They are very efficient for mobile and embedded devices and purposed on running with high FPS and low memory footprint:
- Perform a depthwise convolution (Acts on each input channel separately with a different kernel and saves by a factor of N where N is the number of kernels for a usual convoluation) followed by a 1x1 convolution rather than a standard convolution (saves about 9 times the runtime)
- Use a "width multiplier" - reduces the size of the input/output channels, set to a value between 0 and 1
- Use a "resolution multiplier" - reduces the size of the original input, set to a value between 0 and 1
Of course, generally models with more paramters achieve a higher accuracy. MobileNets are no silver bullet, while they perform very well larger models will outperform them. MobileNets are designed for mobile devices, NOT cloud GPUs.
The SSD architecture consists of a base network to find ROIs followed by several convolutional layers to fit the bounding box. Usually, each bounding box carries the box geometry (x,y,w,h) and the class probabilities (c1, ... , cp). However, SSd only detects where the box is and uses one of the k predetermined shapes.
Q: Why does SSD use several differently sized feature maps to predict detections?
A: Differently sized feature maps allow for the network to learn to detect objects at different
resolutions. This is illustrated in the figure with the 8x8 and 4x4 feature maps. This may remind you
of skip connections in fully convolutional networks.
Q: What are some ways which we can filter nonsensical bounding boxes?
A: The SSD paper does 2 things:
- Filters boxes based on IoU metric. For example, if a box has an IoU score less than 0.5 on all ground truth boxes it's removed.

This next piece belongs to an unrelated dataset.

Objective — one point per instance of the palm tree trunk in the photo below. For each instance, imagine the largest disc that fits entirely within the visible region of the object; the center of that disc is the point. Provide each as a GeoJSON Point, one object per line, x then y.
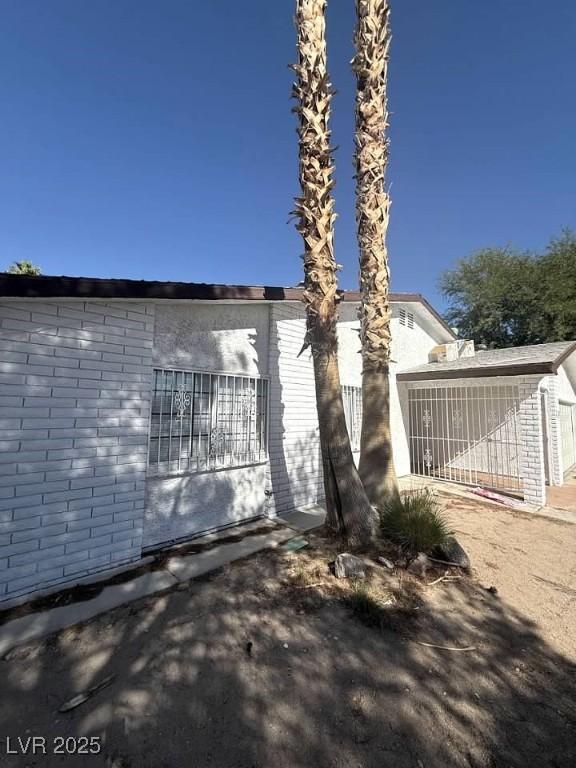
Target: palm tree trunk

- Hard negative mining. This is a fancy way of saying "search for negatives examples the highest confidence". For example, a box that misclassifies a dog as a cat with 80% confidence. The authors of the SSD paper limit the positive to hard negative ratio to 3:1 at most. The actual positive to negative ratio is typically much higher and the number of boxes are typically reduced substantially.